クチ・トンネルに行く時、迎えに来た車は何とベンツだった。超一流のグレードではなく、スタンダードクラスだと思
うが、ベンツはベンツ。こんな車でベトコンが暗躍したジャングル地帯もビンビンと走破する。その帰りにガイドが水
上劇の鑑賞を勧めてくれた。
ベトナムに行くと決めてからホーチミン周辺の興味ある場所や観光について調べた時に水上劇もあった。その時、
あまり興味を引くことはなかったから候補としては没にしていた。
ガイドの説明だと言葉が分からなくても十分楽しむことは出来るし、観て帰らないと損をするとまで熱のこもった勧
誘をする。今日、一日共に行動して誠実な人柄だったから嘘を言うことなかろうと、信用して水上劇に行くことにし
た。調べて貰うと帰国の日の夜しか切符は取れないが、ホテルの集合時刻に間に合うということで、詳細を聞くと夕
方に食事と組み合わせるコースが便利というから、それを申し込んだ。
食事はベトナム料理で特別変わったものではなかったが、アオザイを着た美しいお嬢さんが給仕をしてくれた。
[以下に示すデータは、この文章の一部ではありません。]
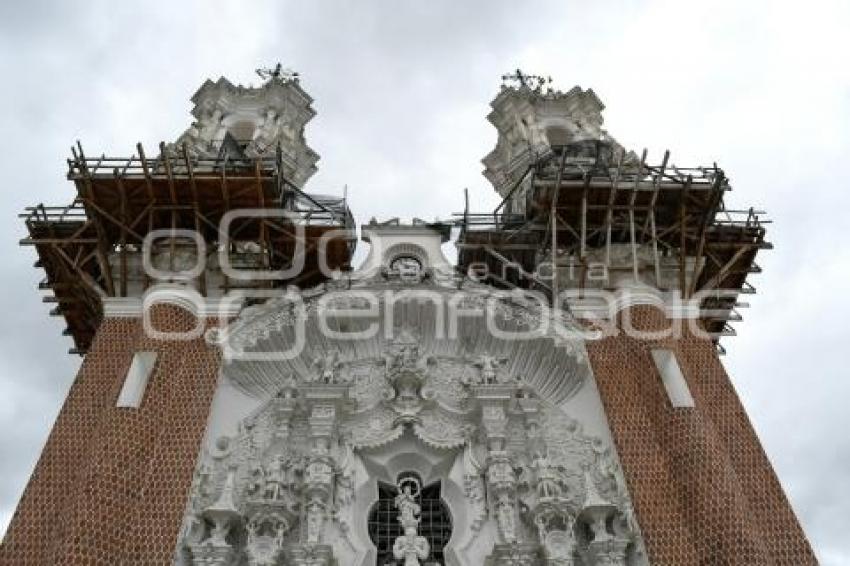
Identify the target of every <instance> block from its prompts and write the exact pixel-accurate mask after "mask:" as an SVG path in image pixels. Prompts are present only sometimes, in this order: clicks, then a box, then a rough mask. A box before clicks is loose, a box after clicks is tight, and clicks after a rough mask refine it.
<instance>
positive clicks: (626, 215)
mask: <svg viewBox="0 0 850 566" xmlns="http://www.w3.org/2000/svg"><path fill="white" fill-rule="evenodd" d="M598 143H599V144H601V143H602V142H598ZM600 155H601V154H600ZM670 163H671V162H670V152H669V151H667V152H665V153H664V156H663V158H662V159H661V161H660V163H659V164H657V165H650V164H649V163H648V162H647V151H646V150H644V151H643V153H642V155H641V156H640V157H639V158H638V156H636V155H634V154H629V155H625V154H623V153H622V152H618V154H617V155H611V156H610V159H607V160H604V161H603V160H601V159H591V160H588V159H586V158H573V157H571V156H568V151H567V149H566V148H557V147H556V148H554V149H553V150H551V151H550V152H548V153H546V154H545V155H542V156H540V157H539V158H538V159H537V160H536V161H535V162H534V163H533V164H532V165H531V166H529V167H528V169H527V170H526V171H525V172H524V174H522V175H520V176H519V177H518V179H517V181H516V182H515V183H514V184H513V185H512V187H511V188H510V190H508V191H507V193H506V195H505V197H504V199H503V200H502V202H501V203H500V204H499V205H498V206H497V207H496V208H495V209H494V210H493V212H489V213H474V212H470V210H469V204H468V199H467V202H466V206H465V209H464V211H463V213H458V214H456V215H455V216H456V217H458V223H459V224H460V225H461V230H460V235H459V238H458V244H457V245H458V248H459V255H458V268H459V269H460V270H461V271H462V272H463V273H467V271H468V269H469V268H470V266H473V265H475V264H477V265H483V266H486V270H485V271H486V273H487V277H489V278H490V280H491V282H493V283H494V284H496V285H499V286H503V287H506V288H511V287H519V288H528V289H538V290H541V291H543V292H545V293H546V294H547V295H549V296H550V297H551V296H557V295H558V291H559V290H562V289H563V287H562V281H561V280H560V278H561V276H560V274H559V273H560V272H561V271H562V270H563V268H565V267H566V265H567V262H575V263H577V264H578V270H579V276H578V284H577V287H578V288H579V289H584V288H585V285H586V284H587V273H588V269H589V268H590V265H589V257H590V256H591V254H592V255H593V257H594V258H596V260H597V261H598V258H599V256H600V255H601V256H602V257H603V258H604V259H603V261H602V263H603V264H604V266H605V269H606V270H607V271H606V273H610V272H611V271H612V270H616V269H617V265H615V263H614V262H613V261H612V247H613V246H615V245H620V246H621V247H622V246H626V247H627V249H628V250H629V254H630V259H631V261H630V266H629V269H630V270H631V271H632V275H633V277H634V279H636V280H640V279H641V275H642V273H641V270H642V269H646V266H645V265H643V267H642V262H641V261H640V259H639V255H640V252H641V251H642V250H643V251H647V250H648V253H649V255H650V256H651V262H650V264H651V265H650V267H649V271H650V275H651V276H653V278H654V281H656V282H661V281H662V280H663V279H662V263H664V262H666V264H669V263H670V262H671V261H672V260H673V259H675V260H676V261H677V262H678V269H677V272H678V276H677V281H676V285H675V287H674V288H676V289H678V290H679V293H680V295H681V297H682V298H683V299H689V298H691V297H693V296H694V295H695V293H697V292H711V293H709V294H710V295H712V296H710V297H707V298H705V299H704V300H703V301H702V304H701V305H700V309H701V310H700V318H701V320H702V322H703V325H704V326H705V328H706V329H707V330H708V331H709V333H711V335H712V336H714V338H715V342H716V343H718V342H719V338H720V337H722V336H729V335H734V334H735V331H734V330H733V329H732V328H731V326H730V325H729V323H730V322H733V321H737V320H740V319H741V317H740V314H739V313H738V311H737V309H738V308H741V307H745V306H747V305H746V303H742V302H739V301H738V296H739V295H742V294H750V293H754V292H755V289H754V288H753V287H752V285H750V284H749V283H748V282H747V280H746V279H747V275H748V274H750V273H758V272H760V271H761V269H760V268H759V266H758V265H757V264H756V262H755V258H756V255H757V253H758V251H759V250H763V249H771V248H772V245H771V244H770V243H768V242H767V241H766V240H765V225H766V224H768V223H769V222H770V221H769V220H765V219H764V218H763V217H764V214H765V213H764V212H762V211H757V210H755V209H753V208H749V209H747V210H733V209H729V208H727V207H726V206H725V202H724V195H725V194H726V192H727V191H729V190H731V187H730V185H729V182H728V179H727V177H726V175H725V174H724V172H723V170H722V169H720V168H719V167H717V164H712V165H711V166H708V167H692V168H684V167H677V166H675V165H671V164H670ZM543 262H548V263H549V265H551V266H554V268H553V269H551V270H550V272H551V273H547V276H546V277H543V276H541V274H540V273H539V270H538V267H539V266H540V265H541V263H543ZM570 265H574V264H573V263H570ZM659 287H660V290H662V291H669V290H671V289H670V288H664V287H663V286H661V285H659ZM671 287H672V286H671ZM703 294H704V293H703ZM718 347H719V343H718Z"/></svg>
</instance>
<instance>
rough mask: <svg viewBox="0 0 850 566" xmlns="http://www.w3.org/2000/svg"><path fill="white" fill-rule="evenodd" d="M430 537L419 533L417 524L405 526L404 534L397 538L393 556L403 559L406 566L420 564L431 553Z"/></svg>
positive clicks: (393, 548)
mask: <svg viewBox="0 0 850 566" xmlns="http://www.w3.org/2000/svg"><path fill="white" fill-rule="evenodd" d="M430 551H431V549H430V545H429V544H428V539H426V538H425V537H423V536H421V535H419V534H418V533H417V529H416V524H415V523H414V524H411V525H408V526H406V527H405V528H404V535H402V536H400V537H398V538H397V539H395V543H393V556H394V557H395V558H396V559H397V560H402V561H403V562H402V564H403V565H404V566H420V564H421V562H420V560H425V559H426V558H428V554H429V553H430Z"/></svg>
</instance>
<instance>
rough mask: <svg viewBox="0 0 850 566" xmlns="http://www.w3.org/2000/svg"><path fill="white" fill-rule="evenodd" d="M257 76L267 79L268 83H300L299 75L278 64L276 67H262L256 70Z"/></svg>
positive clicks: (278, 63) (299, 75) (275, 66)
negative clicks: (274, 80)
mask: <svg viewBox="0 0 850 566" xmlns="http://www.w3.org/2000/svg"><path fill="white" fill-rule="evenodd" d="M256 73H257V75H259V77H260V78H261V79H265V80H266V81H267V82H268V81H274V80H278V81H282V82H294V83H297V82H298V78H299V76H300V75H299V74H298V73H297V72H295V71H293V70H292V69H289V68H286V69H284V68H283V65H281V64H280V63H278V64H277V65H275V66H274V67H260V68H259V69H257V70H256Z"/></svg>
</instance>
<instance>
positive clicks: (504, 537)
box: [496, 492, 517, 544]
mask: <svg viewBox="0 0 850 566" xmlns="http://www.w3.org/2000/svg"><path fill="white" fill-rule="evenodd" d="M496 522H497V523H498V524H499V531H501V533H502V538H504V539H505V542H506V543H508V544H512V543H515V542H516V541H517V532H516V512H515V509H514V501H513V497H511V494H510V493H507V492H502V493H500V494H498V495H497V496H496Z"/></svg>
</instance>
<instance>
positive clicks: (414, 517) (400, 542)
mask: <svg viewBox="0 0 850 566" xmlns="http://www.w3.org/2000/svg"><path fill="white" fill-rule="evenodd" d="M421 492H422V487H421V485H420V484H419V481H418V480H417V479H416V478H413V477H406V478H403V479H400V480H399V482H398V495H397V496H396V498H395V506H396V509H398V512H399V516H398V521H399V522H400V523H401V526H402V529H404V534H403V535H401V536H400V537H397V538H396V539H395V542H394V543H393V556H394V557H395V558H396V559H397V560H402V561H403V562H402V564H403V566H420V564H421V562H420V560H425V559H426V558H428V554H429V553H430V551H431V548H430V545H429V544H428V539H426V538H425V537H423V536H422V535H420V534H419V515H420V513H421V512H422V508H421V507H420V505H419V504H418V503H417V502H416V499H417V498H418V497H419V494H420V493H421Z"/></svg>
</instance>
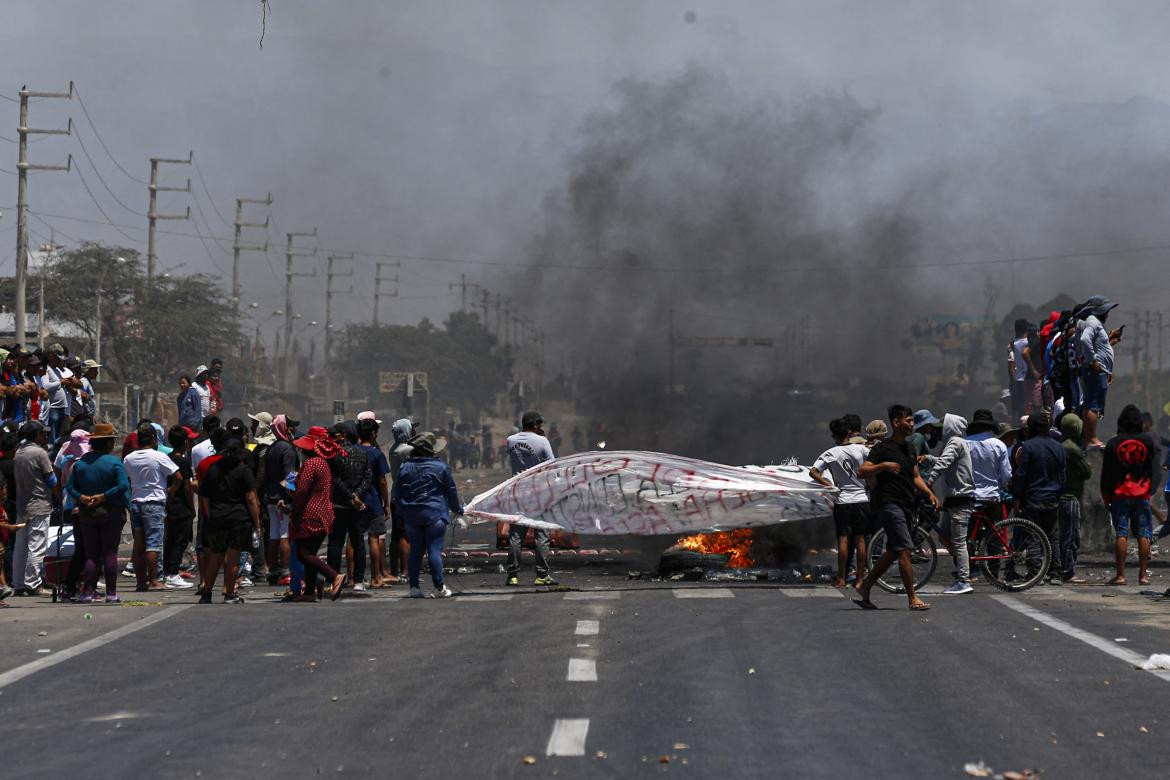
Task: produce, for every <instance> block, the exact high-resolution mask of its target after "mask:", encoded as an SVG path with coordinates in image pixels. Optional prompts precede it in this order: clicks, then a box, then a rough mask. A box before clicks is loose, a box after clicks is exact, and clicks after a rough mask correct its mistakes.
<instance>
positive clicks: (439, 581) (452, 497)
mask: <svg viewBox="0 0 1170 780" xmlns="http://www.w3.org/2000/svg"><path fill="white" fill-rule="evenodd" d="M407 443H408V444H409V446H411V457H409V460H408V461H406V462H405V463H402V467H401V468H400V469H399V470H398V478H397V479H394V490H393V496H392V497H391V501H392V502H394V503H395V504H397V505H398V508H399V511H401V513H402V520H404V523H405V524H406V534H407V537H408V538H409V540H411V554H409V558H408V560H407V573H408V577H409V580H411V598H412V599H421V598H422V589H421V588H420V587H419V572H420V570H421V568H422V555H424V554H426V555H427V560H428V561H429V564H431V581H432V584H433V585H434V586H435V592H434V598H436V599H446V598H448V596H450V595H452V592H450V588H448V587H447V586H446V585H445V584H443V578H442V543H443V539H445V538H446V537H447V525H448V524H449V523H450V513H452V512H455V513H456V515H459V516H462V515H463V503H462V502H461V501H460V499H459V491H457V489H456V488H455V477H454V476H453V475H452V472H450V467H449V465H447V464H446V463H443V462H442V461H440V460H439V458H438V457H436V456H438V455H439V453H441V451H442V450H443V448H445V447H446V442H441V443H440V440H438V439H435V435H434V434H432V433H424V434H418V435H417V436H414V437H413V439H411V441H409V442H407Z"/></svg>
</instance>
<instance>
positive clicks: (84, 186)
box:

アオザイはベトナムの民族衣装ではあるが街中で着ている女性を見ることはなく、レストランや観光施設など限ら
れた所でしか会えない。
水上劇は竹竿の先に結ばれている糸に人形をつなぎ、それを水上で操る人形劇。水面を滑らせたり、沈め気味
にして水しぶきを立たせたりして動きにアクセントをつけている。その動きは実に見事で、竹竿と人形が一体にな
っているようで、間に糸があるとは思えない。
物語の荒筋は貰ったパンフレットに日本語でも簡単に説明されていたが、それを読まなくても何となく筋は分か
りそうだった。時には、わざと激しい動きをして前にいる観客に向けて水しぶきを飛ばし、観客が出す声に呼応し
て、また大げさに動き観客の笑いをとる。約2時間の水上劇は本当に面白くガイドのいう事を聞いてよかった。
劇が終わりスタッフが登場、ここでも若い人たちばかりで伝統芸を継承しているようだ。ホテルに帰り荷物を受け取
り迎えに来たガイドと共にメコン川に別れを告げた。